Abshire, 642 So.2d at 544.
The same procedural safeguards set forth in State v. Johans, 613 So.2d 1319 (Fla.1993), designed to prevent racial discrimination in jury selection, likewise apply to gender-based discrimination. See Abshire; Johans. When an objection is made that a peremptory challenge is being used in a gender-based discriminatory manner, a Neil[1] inquiry is required. Abshire; Johans.
Under Florida law, there is an initial presumption that peremptories will not be exercised in an invidiously discriminatory manner. See Neil. A peremptory strike will be deemed valid unless an objection is made that the challenge is being used in a discriminatory manner on the basis of race, gender or any other cognizable class entitled to protection under Neil and its progeny. See Johans, 613 So.2d at 1321; Abshire, 642 So.2d at 544.
Here the prosecutor did not state an objection that the peremptory challenge was being used in a gender-based discriminatory manner. Rather, he simply stated: "Your Honor, we would ask for a gender-neutral reason." The prosecution's statement did not constitute either an objection or a threshold showing which would trigger the Neil inquiry envisioned by Johans.
In Portu v. State, 651 So.2d 791 (Fla. 3d DCA), review denied, 658 So.2d 992 (Fla. 3d DCA 1995), the third district held that no Neil inquiry was triggered by the state's merely noting that the juror was of Hispanic descent. Because the state failed to supply the threshold information necessary for an objection to provoke judicial inquiry into the basis for a peremptory challenge, the third district held that the peremptory challenge should have been granted. See also Slaton v.
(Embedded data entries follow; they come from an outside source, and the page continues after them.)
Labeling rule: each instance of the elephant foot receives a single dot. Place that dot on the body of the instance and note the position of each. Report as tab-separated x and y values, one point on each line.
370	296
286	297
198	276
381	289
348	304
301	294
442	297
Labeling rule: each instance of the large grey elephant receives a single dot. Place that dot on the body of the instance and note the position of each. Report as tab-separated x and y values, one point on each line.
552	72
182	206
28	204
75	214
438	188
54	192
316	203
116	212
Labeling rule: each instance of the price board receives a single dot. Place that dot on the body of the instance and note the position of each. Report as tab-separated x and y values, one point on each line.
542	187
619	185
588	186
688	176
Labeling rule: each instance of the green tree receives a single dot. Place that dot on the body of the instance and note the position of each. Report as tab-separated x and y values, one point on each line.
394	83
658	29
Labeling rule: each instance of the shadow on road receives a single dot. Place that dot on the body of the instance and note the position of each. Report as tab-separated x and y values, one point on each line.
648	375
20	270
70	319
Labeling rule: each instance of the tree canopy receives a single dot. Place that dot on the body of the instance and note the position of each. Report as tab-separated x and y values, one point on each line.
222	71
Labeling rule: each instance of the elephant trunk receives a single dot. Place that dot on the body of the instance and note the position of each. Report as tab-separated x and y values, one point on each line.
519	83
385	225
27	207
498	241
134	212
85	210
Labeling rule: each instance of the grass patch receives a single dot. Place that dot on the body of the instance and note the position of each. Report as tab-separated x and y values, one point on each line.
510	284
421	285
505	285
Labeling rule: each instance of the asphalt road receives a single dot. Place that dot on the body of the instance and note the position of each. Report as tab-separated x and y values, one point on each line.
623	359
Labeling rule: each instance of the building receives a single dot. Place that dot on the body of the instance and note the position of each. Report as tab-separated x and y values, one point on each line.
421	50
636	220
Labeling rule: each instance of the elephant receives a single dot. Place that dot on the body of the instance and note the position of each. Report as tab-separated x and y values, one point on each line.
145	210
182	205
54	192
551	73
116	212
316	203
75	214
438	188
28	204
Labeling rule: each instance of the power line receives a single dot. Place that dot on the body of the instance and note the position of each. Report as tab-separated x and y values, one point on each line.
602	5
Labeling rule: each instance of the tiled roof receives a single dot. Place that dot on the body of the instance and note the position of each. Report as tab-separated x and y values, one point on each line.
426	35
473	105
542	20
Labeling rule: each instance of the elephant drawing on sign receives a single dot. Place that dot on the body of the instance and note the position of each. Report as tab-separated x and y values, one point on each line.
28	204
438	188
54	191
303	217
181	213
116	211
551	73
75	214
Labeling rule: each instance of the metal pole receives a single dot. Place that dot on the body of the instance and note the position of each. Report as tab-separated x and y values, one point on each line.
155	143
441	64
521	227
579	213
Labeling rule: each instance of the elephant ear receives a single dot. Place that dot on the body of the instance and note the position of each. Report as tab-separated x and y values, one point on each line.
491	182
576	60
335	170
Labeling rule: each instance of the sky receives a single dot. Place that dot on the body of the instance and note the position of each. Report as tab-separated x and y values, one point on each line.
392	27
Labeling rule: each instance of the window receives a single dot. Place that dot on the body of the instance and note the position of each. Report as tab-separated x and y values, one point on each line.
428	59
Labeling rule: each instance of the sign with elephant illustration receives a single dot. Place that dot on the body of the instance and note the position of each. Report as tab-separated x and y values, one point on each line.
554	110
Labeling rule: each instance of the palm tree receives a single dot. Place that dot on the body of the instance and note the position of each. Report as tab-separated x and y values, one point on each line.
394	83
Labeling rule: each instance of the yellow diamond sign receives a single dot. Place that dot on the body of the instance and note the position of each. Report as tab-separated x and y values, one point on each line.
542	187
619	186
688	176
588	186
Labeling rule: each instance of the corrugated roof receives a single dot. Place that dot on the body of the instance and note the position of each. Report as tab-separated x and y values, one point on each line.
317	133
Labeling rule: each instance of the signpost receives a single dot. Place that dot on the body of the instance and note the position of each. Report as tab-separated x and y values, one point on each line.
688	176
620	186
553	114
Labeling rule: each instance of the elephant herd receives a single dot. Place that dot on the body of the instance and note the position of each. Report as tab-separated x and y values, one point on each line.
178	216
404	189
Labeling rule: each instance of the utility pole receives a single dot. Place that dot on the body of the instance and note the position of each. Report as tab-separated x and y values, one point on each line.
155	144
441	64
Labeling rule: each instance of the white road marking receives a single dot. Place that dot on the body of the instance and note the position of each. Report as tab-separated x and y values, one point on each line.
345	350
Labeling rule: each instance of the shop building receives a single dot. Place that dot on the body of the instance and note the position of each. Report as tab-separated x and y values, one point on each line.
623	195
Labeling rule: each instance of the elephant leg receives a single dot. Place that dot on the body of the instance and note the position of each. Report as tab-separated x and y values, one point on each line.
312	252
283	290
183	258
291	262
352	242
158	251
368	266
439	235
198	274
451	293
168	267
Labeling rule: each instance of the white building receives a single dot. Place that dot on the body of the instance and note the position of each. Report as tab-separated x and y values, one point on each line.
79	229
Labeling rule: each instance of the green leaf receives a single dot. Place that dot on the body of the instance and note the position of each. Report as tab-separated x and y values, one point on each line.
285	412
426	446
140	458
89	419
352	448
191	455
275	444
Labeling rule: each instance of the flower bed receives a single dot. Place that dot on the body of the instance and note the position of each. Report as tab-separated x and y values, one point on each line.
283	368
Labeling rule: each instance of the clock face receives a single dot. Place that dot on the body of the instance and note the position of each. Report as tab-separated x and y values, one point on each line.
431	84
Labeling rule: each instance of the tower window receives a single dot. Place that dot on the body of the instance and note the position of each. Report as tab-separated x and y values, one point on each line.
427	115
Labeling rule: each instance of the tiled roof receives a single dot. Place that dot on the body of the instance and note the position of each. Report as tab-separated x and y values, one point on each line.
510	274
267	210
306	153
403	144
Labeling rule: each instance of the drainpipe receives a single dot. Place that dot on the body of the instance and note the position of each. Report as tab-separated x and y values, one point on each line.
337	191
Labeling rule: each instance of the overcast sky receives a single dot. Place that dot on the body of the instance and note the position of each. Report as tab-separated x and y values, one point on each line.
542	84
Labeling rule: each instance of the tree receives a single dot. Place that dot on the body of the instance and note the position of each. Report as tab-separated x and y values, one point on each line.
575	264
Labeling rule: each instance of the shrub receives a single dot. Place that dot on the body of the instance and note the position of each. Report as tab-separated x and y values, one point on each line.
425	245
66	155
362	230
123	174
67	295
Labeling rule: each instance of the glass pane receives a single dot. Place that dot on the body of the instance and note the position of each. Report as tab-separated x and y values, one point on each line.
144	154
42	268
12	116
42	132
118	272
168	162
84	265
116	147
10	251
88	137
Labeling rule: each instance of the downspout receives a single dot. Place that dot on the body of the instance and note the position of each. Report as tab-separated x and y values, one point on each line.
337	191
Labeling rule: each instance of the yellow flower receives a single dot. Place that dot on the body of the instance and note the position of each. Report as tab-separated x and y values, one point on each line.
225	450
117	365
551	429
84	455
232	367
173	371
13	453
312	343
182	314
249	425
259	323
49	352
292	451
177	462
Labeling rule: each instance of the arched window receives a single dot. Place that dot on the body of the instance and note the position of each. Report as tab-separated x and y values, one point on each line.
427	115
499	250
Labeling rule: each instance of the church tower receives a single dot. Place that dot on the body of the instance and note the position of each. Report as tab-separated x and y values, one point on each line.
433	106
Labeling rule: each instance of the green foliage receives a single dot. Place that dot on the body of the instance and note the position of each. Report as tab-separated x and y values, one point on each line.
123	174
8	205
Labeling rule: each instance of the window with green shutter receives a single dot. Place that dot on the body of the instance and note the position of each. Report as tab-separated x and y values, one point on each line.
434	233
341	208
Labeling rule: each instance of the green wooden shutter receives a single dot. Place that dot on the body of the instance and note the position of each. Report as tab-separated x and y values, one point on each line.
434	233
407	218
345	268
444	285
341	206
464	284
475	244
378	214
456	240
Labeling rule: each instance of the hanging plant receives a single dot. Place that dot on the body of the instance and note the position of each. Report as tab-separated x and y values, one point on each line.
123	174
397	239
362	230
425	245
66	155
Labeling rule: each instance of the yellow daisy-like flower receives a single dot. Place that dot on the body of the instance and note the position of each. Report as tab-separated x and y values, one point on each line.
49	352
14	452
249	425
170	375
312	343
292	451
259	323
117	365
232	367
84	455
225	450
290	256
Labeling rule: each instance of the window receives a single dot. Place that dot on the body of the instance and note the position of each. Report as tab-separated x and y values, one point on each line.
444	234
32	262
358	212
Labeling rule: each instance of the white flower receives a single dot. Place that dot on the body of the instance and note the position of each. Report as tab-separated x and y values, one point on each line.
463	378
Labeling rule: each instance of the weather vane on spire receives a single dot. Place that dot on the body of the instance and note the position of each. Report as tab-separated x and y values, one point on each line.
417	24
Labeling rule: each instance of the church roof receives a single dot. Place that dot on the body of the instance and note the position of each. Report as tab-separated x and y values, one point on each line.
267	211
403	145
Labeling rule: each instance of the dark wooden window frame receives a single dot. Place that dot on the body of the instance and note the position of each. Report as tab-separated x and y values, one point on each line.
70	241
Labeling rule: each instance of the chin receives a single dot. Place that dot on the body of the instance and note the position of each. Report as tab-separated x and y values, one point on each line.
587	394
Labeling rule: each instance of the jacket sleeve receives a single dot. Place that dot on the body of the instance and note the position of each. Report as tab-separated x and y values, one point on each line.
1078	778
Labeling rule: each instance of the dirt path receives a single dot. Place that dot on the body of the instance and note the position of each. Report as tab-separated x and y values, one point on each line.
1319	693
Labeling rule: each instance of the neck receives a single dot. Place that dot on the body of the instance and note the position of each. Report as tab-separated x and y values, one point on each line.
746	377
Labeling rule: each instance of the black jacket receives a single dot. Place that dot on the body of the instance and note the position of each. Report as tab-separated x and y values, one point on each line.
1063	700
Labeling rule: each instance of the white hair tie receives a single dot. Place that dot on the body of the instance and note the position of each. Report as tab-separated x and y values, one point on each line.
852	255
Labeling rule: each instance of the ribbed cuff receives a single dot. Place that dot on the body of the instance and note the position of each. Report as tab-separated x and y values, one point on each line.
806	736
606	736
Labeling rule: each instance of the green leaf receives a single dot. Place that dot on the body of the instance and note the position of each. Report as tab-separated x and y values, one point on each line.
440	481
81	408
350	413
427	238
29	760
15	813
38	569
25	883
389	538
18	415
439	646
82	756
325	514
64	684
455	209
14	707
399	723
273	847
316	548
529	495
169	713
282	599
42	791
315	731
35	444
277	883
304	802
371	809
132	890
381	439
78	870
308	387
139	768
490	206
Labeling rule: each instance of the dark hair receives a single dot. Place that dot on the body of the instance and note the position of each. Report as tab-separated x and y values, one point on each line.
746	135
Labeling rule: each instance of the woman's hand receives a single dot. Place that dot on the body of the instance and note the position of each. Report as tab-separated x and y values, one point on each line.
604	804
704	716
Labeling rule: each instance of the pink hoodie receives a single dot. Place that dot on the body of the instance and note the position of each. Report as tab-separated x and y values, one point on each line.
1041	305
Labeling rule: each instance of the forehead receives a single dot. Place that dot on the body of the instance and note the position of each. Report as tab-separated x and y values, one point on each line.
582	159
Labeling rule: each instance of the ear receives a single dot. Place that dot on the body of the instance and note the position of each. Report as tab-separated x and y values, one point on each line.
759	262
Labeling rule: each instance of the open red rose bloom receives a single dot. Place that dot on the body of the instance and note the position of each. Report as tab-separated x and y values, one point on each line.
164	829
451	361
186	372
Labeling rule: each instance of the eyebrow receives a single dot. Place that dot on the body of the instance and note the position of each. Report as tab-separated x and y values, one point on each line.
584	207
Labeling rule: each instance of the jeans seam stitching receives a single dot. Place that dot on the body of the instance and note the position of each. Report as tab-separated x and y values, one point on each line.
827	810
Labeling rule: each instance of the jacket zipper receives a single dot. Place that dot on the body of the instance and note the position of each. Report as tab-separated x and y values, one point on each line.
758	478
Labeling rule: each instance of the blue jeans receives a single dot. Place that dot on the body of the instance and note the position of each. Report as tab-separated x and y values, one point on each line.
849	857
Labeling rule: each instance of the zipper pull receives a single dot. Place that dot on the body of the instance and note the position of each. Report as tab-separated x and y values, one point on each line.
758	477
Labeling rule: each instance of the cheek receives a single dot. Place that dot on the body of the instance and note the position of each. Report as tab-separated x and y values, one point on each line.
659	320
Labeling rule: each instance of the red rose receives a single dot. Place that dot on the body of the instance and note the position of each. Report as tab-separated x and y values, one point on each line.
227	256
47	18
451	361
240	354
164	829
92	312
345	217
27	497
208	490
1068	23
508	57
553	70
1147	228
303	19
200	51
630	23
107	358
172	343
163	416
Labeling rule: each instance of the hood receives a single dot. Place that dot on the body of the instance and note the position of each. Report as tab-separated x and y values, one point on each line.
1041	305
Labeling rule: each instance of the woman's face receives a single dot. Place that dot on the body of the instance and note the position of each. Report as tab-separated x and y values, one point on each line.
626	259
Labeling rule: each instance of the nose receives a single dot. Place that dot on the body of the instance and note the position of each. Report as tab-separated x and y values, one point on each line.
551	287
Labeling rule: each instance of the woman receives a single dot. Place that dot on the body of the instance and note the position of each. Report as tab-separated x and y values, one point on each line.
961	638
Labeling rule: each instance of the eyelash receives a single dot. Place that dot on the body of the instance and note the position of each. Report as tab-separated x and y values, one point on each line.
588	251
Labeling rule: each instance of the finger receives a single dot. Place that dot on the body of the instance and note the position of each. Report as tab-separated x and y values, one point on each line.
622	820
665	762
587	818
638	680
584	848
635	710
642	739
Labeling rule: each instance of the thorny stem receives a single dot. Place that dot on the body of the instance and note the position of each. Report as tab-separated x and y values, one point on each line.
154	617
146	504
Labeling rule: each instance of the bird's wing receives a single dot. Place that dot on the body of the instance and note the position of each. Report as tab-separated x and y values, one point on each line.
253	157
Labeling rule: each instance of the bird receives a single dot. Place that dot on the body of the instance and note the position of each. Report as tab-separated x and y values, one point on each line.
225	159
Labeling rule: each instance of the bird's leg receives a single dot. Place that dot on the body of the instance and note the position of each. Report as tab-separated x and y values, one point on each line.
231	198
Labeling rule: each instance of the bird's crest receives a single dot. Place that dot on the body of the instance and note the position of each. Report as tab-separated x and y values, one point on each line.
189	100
State, 666 So.2d 598 (Fla. 3d DCA 1996); cf. Johans (trial court must make inquiry if a party objects on grounds that even a single peremptory challenge is racially motivated).
Gender as a classification comprises 100% of the population. It is thus far from remarkable that the first defense strike would be a female. In painting a total picture of jury selection in this case, it also bears noting that the first peremptory challenge from the prosecution was also a woman and that both the defense and prosecution had agreed to strike three other jurors (two women and one man) for cause. No pattern of gender-based discrimination emerges nor does there appear a rational reason to rebut the initial presumption that the peremptories were being exercised in a nondiscriminatory manner. *1166 Cf. Abshire (prosecutor manifested desire to exclude women from jury); Laidler v. State, 627 So.2d 1263 (Fla. 4th DCA 1993)(prosecutor made no secret of her desire to eliminate all women from jury).
The fact that a party has challenged a woman or a man, standing alone, should be insufficient to trigger a Neil inquiry without the prosecution or defense objecting with some basis that the peremptory challenge is being used in a discriminatory manner.[2] Otherwise, an opponent of the strike could always object and require the proponent to explain its use of a peremptory challenge because, with the exclusion of race, gender and ethnicity, all identifiable groups of the population are now protected from intentional invidious discrimination.